Scalpel vs. Hammer: GRPO Amplifies Existing Capabilities, SFT Replaces Them

📝 Paper Summary

Post-training of Reasoning Models Reinforcement Learning vs Supervised Fine-Tuning

GRPO acts as a scalpel that amplifies existing reasoning skills by subtly adjusting attention weights, whereas SFT acts as a hammer that aggressively updates mid-layer MLPs, improving specific tasks but degrading general knowledge.

Core Problem

The training dynamics of Reinforcement Learning (RL) and Supervised Fine-Tuning (SFT) for reasoning are poorly understood, particularly regarding why SFT often degrades general capabilities while RL preserves them.

Why it matters:

Reasoning models trained with SFT often suffer from 'tax' on general capabilities (e.g., knowledge benchmarks like MMLU)
Frontier models trained with RL have been shown to hallucinate more, creating a need to understand internal model changes
Current approaches lack controlled comparisons to determine whether skills are newly acquired or merely amplified existing capabilities

Concrete Example: When trained on math problems, an SFT model might memorize specific solution patterns (the 'hammer' approach), causing it to forget general facts on benchmarks like MMLU. In contrast, a GRPO model reinforces the correct solution path it already knows (the 'scalpel'), preserving its original knowledge base.

Key Novelty

Scalpel (GRPO) vs.
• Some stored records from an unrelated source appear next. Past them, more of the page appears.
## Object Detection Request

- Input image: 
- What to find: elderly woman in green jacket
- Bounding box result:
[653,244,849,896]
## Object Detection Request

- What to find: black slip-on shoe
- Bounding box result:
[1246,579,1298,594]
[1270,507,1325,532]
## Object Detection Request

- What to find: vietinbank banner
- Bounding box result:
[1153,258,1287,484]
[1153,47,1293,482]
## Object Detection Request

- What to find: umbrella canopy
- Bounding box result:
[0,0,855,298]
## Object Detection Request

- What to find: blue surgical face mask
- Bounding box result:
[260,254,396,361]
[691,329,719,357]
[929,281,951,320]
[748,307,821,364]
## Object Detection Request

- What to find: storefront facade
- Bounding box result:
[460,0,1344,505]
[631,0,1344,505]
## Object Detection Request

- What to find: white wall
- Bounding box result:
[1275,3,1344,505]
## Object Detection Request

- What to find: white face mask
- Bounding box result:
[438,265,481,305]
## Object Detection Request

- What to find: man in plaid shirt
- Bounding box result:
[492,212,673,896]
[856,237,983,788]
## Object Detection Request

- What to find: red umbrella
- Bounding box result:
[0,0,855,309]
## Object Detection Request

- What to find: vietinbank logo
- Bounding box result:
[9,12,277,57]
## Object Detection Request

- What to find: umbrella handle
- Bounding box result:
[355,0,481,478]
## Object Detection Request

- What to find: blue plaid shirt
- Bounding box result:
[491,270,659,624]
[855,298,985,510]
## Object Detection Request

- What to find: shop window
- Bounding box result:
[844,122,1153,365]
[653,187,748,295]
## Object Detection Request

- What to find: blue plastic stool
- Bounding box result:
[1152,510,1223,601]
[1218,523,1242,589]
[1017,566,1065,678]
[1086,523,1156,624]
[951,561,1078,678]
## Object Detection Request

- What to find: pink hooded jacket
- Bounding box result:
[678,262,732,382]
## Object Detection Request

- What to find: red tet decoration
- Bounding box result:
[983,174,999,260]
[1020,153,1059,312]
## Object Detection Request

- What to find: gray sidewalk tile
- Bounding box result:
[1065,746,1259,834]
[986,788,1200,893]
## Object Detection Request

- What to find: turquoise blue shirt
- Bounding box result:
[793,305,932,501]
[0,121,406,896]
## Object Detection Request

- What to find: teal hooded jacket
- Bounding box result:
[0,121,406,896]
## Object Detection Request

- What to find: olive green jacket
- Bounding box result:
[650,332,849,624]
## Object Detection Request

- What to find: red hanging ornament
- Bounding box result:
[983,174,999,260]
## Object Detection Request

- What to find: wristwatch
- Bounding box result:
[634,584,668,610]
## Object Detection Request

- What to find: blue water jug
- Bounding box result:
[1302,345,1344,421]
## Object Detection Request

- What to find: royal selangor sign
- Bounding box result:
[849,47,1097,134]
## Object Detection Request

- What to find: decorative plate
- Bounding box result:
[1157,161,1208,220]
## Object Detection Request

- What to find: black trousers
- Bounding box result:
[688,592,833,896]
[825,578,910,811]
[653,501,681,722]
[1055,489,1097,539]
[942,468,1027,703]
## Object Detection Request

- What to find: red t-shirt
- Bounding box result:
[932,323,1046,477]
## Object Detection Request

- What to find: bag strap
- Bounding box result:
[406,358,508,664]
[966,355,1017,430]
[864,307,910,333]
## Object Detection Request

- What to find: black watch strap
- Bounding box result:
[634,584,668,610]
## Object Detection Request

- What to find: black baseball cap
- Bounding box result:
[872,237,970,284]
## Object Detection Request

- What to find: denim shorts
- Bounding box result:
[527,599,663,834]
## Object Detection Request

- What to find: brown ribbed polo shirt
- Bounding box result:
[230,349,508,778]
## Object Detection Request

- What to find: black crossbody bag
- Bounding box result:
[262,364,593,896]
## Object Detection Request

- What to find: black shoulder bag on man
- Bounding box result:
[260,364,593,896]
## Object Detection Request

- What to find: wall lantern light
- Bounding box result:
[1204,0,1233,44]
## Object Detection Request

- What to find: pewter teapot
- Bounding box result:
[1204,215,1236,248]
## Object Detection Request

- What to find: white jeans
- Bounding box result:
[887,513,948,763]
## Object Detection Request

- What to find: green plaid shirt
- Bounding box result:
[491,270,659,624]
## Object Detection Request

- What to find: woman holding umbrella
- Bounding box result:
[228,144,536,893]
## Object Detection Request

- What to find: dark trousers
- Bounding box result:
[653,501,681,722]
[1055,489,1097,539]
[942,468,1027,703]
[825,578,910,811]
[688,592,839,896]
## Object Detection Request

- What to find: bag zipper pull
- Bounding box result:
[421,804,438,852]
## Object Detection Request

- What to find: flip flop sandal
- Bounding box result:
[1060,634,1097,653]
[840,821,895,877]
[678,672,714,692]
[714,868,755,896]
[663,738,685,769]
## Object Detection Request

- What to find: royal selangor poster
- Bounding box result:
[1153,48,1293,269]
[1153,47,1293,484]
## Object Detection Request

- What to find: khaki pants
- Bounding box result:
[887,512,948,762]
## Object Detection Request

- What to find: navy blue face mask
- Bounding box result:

Hammer (SFT) Hypothesis

Demonstrates that GRPO (Group Relative Policy Optimization) makes sparse, subtle updates primarily to attention query/key weights, acting as a 'scalpel' to amplify existing capabilities
Shows that SFT (Supervised Fine-Tuning) causes large-scale parameter shifts, particularly in mid-layer MLPs associated with factual memory, acting as a 'hammer' that overwrites existing skills

Evaluation Highlights

SFT leads to significant degradation on knowledge-intensive benchmarks (MMLU, MMLU-Pro) compared to GRPO, which maintains base model performance
SFT causes a rapid, early spike in KL divergence from the base model, indicating a drastic shift in output distribution, while GRPO divergence grows gradually
Parameter analysis reveals SFT heavily modifies mid-layer MLPs (linked to factual associations), whereas GRPO primarily affects attention query/key matrices

Breakthrough Assessment

7/10

Provides a crucial mechanistic explanation for the SFT-vs-RL trade-off in reasoning models. While the proposed mitigation (freezing layers) had mixed results, the diagnostic insights into 'where' the model changes are significant for future post-training strategies.

⚙️ Technical Details

Problem Definition

Setting: Post-training Large Language Models for mathematical reasoning

Inputs: Math questions (from NuminaMath 1.5)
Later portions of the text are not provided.